Such a Pretty Girl

Image of Such a Pretty Girl: A Captivating Historical Novel
Author(s): 
Release Date: 
October 25, 2022
Publisher/Imprint: 
Kensington
Pages: 
304
Reviewed by: 

With her provocative, yet tasteful and gripping writing, in Such a Pretty Girl, T. Greenwood tackles the tragic impact on lives of sexual predation in the movie and modeling industries. A three-generation family drama that takes us from rural Vermont to the West Village in New York, and from the everything-goes hippie world of the mid-seventies to the #metoo times of today, it explores the loving but troubled relationship between an over-ambitious mother and her daughter, as well as the healing power of unquestioning, lifelong friendships.

Ensconced in the peaceful world of Vermont, Ryan Flannigan gets a message from her oldest friend, Gilly, the boy she grew up with, who has since come out as gay and is now living in the Big Apple, that a revealing sensual photo of her as a child has surfaced in the New York news media. The photograph, “Blackout, 1977, by Henri Dubois,” was taken by her beloved elder French photographer, former neighbor and friend, at Westbeth, the hippie artists’ colony in the West Village. Fiona, her mother, an aspiring but failed actress had gone there for a photo session in preparation for her many futile auditions and had taken her older-than-her-age-looking, gorgeous daughter with her. A copy of the photograph ended up with Fiona, who sometime later gave it, with a warm inscription written on its back, to a wealthy investor, Zev Brenner, whom she has befriended through an agent, who was always more interested in promoting Ry’s career as a model and actress than hers.

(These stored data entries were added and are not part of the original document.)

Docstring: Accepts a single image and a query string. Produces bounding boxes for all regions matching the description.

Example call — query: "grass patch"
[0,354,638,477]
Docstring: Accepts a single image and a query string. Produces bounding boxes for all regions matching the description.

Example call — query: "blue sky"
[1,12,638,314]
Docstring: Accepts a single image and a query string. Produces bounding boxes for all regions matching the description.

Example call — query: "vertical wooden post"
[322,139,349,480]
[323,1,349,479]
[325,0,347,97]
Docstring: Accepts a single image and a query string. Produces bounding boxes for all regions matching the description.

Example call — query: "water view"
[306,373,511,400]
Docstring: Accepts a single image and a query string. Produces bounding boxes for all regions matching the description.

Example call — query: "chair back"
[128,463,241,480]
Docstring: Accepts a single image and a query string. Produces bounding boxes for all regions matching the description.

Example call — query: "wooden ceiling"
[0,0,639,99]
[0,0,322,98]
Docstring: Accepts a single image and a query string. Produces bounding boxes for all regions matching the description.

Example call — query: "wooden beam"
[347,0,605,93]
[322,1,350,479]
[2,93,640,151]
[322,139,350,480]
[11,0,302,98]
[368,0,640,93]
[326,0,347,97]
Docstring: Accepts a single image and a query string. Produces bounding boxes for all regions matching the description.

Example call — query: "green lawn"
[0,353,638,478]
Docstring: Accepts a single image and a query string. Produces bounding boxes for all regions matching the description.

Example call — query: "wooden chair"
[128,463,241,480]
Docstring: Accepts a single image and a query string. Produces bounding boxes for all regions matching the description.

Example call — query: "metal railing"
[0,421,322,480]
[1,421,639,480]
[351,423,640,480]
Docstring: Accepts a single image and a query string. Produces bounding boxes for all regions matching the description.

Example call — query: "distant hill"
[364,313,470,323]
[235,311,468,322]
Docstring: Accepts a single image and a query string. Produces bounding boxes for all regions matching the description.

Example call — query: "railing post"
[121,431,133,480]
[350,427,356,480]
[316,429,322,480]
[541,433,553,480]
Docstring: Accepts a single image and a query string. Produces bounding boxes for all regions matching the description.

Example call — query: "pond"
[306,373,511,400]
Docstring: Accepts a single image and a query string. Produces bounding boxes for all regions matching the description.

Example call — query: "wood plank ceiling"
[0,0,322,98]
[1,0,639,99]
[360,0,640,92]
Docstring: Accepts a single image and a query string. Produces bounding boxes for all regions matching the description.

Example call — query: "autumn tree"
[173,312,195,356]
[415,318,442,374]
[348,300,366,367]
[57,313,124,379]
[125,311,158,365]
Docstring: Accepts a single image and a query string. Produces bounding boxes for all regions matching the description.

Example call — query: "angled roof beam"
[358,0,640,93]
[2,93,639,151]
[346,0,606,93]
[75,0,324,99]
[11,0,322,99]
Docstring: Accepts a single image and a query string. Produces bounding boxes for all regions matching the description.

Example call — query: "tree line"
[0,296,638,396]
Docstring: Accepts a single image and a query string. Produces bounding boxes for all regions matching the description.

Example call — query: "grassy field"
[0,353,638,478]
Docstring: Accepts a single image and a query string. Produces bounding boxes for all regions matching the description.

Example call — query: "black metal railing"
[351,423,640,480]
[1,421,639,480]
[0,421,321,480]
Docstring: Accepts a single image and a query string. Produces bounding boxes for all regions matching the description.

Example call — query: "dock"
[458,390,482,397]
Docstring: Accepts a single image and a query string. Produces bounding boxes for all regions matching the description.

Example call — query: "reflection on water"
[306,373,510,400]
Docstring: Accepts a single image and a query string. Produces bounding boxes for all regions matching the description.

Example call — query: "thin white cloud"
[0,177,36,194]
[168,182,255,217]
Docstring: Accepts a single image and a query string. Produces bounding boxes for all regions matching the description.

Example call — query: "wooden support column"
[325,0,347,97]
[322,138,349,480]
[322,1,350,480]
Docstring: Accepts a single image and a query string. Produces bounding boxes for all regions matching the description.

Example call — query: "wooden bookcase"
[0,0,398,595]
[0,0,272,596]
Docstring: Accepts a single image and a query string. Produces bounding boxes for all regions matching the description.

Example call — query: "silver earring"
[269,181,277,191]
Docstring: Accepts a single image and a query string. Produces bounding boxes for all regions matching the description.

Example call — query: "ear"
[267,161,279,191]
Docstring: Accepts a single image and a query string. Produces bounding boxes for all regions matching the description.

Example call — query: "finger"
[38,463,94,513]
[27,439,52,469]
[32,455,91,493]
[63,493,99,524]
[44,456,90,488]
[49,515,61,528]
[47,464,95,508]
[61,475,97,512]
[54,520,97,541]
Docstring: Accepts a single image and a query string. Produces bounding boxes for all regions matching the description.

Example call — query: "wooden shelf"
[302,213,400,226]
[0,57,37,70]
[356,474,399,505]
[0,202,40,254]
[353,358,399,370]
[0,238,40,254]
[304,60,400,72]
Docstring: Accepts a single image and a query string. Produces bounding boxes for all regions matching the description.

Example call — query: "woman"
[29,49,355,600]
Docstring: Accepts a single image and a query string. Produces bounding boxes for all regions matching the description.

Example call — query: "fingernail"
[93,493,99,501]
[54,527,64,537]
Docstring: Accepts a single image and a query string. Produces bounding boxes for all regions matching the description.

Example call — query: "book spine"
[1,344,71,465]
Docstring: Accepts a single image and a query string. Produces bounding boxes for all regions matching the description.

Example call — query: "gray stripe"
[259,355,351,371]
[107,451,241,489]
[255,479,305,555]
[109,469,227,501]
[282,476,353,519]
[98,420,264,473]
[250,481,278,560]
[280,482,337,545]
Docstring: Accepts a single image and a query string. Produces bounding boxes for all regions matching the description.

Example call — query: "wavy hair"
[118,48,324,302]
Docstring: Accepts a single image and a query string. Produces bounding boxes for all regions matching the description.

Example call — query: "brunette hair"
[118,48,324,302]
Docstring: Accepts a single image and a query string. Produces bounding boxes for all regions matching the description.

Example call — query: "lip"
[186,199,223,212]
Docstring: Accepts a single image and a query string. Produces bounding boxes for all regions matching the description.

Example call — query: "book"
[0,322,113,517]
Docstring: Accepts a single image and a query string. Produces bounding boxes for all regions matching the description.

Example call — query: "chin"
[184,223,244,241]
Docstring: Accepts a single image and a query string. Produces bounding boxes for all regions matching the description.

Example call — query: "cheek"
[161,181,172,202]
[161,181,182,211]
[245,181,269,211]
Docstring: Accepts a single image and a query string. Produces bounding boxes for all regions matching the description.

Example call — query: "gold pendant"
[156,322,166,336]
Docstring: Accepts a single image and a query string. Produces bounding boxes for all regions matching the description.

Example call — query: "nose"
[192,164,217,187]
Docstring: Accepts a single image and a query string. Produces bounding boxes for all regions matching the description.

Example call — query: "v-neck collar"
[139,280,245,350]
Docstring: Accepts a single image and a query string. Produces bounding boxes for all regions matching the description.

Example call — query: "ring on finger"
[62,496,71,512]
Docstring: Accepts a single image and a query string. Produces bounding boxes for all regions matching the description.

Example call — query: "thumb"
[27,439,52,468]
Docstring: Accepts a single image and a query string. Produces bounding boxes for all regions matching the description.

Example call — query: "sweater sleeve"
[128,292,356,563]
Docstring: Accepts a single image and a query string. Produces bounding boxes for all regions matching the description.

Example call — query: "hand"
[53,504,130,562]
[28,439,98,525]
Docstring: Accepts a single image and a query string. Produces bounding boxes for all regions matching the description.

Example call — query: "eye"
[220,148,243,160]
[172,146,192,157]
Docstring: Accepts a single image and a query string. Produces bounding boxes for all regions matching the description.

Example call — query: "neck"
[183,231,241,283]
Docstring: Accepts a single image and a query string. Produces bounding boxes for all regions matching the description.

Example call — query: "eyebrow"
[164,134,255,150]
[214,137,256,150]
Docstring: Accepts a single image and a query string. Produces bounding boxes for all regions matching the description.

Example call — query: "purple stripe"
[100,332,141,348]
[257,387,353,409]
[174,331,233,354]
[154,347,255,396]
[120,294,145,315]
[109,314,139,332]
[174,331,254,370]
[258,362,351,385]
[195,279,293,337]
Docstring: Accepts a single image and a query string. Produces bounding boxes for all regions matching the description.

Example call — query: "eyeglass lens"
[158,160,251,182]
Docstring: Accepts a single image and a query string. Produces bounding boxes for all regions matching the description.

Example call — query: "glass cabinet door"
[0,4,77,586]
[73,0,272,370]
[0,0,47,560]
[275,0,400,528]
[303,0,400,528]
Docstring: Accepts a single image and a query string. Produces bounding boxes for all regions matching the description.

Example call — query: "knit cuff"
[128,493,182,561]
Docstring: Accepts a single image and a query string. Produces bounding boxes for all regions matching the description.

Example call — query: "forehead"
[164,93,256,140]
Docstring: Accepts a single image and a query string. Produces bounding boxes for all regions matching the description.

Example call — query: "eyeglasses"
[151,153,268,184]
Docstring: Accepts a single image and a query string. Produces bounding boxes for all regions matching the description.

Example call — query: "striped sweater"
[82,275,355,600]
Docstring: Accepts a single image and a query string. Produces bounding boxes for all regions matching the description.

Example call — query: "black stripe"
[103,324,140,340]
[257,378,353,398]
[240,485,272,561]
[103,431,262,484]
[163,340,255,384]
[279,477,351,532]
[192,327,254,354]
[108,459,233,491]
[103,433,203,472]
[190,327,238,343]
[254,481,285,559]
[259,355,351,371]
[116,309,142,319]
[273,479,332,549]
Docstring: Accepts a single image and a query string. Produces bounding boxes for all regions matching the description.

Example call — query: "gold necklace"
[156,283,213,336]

It was Brenner’s money that saved the movie Ryan, in a Lolita-like role, was set to star in. Gilly’s message was prompted by an article in the New York Times that exposed Brenner as a pedophile and a sex trafficker and delved into, and sensationalized, how the photo ended up in Brenner’s possession. The article, asking the question, “Mother or Monster?” demonizes Fiona, and clearly is shocking and hurtful to Ryan who remembers that the words the reporter used to describe her “also felt like bee stings: precocious, preternatural. The face of a woman on a child’s body, the contradiction that launched” her ‘career,’ and in the end, destroyed it.”

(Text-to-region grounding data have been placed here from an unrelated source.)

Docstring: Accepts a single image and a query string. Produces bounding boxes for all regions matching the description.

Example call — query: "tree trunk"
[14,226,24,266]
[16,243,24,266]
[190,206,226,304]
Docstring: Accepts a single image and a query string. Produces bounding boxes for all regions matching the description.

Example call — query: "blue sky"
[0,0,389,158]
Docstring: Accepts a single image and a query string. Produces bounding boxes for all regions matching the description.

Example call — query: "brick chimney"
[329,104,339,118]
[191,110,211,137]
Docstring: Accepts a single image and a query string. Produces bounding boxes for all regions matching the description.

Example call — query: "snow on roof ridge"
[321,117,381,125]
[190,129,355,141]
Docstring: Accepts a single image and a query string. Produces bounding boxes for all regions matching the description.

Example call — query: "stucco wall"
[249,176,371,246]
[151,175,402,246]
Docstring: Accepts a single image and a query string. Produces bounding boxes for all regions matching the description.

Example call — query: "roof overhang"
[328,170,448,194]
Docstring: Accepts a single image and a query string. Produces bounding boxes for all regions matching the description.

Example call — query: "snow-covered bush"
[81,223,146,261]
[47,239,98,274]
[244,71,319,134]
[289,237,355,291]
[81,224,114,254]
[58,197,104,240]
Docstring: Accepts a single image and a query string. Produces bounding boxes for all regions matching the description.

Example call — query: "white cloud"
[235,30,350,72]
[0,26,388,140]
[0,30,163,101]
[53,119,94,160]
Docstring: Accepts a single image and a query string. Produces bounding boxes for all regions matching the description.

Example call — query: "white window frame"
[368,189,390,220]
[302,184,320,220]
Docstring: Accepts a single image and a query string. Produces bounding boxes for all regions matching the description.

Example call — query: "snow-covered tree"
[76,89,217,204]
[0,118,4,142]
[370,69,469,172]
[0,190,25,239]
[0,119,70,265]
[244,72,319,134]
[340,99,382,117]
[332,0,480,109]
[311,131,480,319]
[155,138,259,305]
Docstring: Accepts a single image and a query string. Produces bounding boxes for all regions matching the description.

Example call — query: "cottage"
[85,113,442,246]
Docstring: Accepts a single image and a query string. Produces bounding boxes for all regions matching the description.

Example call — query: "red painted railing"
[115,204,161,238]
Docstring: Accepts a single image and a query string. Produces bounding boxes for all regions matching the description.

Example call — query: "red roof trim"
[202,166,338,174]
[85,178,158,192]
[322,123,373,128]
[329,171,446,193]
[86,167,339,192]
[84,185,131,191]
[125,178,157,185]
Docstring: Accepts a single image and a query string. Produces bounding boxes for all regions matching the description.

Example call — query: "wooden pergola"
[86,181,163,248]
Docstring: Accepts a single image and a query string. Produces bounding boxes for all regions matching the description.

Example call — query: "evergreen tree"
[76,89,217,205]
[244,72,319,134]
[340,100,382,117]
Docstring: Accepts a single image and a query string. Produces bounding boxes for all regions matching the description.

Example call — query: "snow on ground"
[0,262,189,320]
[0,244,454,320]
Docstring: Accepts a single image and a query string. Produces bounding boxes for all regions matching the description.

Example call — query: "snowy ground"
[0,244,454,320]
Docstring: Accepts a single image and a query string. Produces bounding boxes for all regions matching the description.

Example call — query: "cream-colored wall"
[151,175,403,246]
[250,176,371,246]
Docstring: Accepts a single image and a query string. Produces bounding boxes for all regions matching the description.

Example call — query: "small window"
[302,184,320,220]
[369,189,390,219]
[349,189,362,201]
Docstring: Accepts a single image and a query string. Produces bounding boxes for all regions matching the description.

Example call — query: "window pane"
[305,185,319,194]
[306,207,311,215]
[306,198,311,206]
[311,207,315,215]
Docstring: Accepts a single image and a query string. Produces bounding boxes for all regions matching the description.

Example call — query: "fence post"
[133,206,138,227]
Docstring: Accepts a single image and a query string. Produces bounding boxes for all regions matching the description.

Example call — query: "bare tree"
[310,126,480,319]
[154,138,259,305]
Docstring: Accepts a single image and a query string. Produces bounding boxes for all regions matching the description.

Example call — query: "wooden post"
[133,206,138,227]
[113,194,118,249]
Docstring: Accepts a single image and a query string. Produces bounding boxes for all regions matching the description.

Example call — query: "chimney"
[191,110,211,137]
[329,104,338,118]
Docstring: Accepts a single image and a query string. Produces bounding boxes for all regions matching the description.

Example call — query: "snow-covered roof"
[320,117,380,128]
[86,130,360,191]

This news takes Ry and her teenage daughter, Sasha, back from Lost River, Vermont, to Westbeth, where in the mid-seventies, she and Fiona used to spend extended periods in a communal apartment complex turned artists’ colony that included the photographer Henri and actors such as Guillermo Gilly’s father and the husband of Fiona’s best friend, Liliana. Fiona still lives there, and the return of Ry with her daughter Sasha, forces Ry to confront the dark reality of how, purportedly out of love, her mother has used her.

Along with others in the media and law enforcement, the FBI are investigating Zev Brenner, the wealthy predator pedophile, and after searching Fiona’s quarters at Westbeth, they seek to question her as well. Fiona manages to evade the police and the hordes of paparazzi to seek refuge with a friend in Brooklyn, all the time demanding Ryan’s support and love. It is a question of how far Ry is prepared to go to demonstrate her love for her mother, who clearly has been caught up in criminal activity, using her daughter in what constitutes a felony.

This is not an easy book to read and should be digested in smaller doses. What saves it though is the solid writing, the engaging characters T. Greenwood builds, and the details of the mid-seventies West Village artists’ world she depicts. Despite the difficult topic, it is also unfortunately one that is quite prevalent in today’s media and worth devoting a good read to.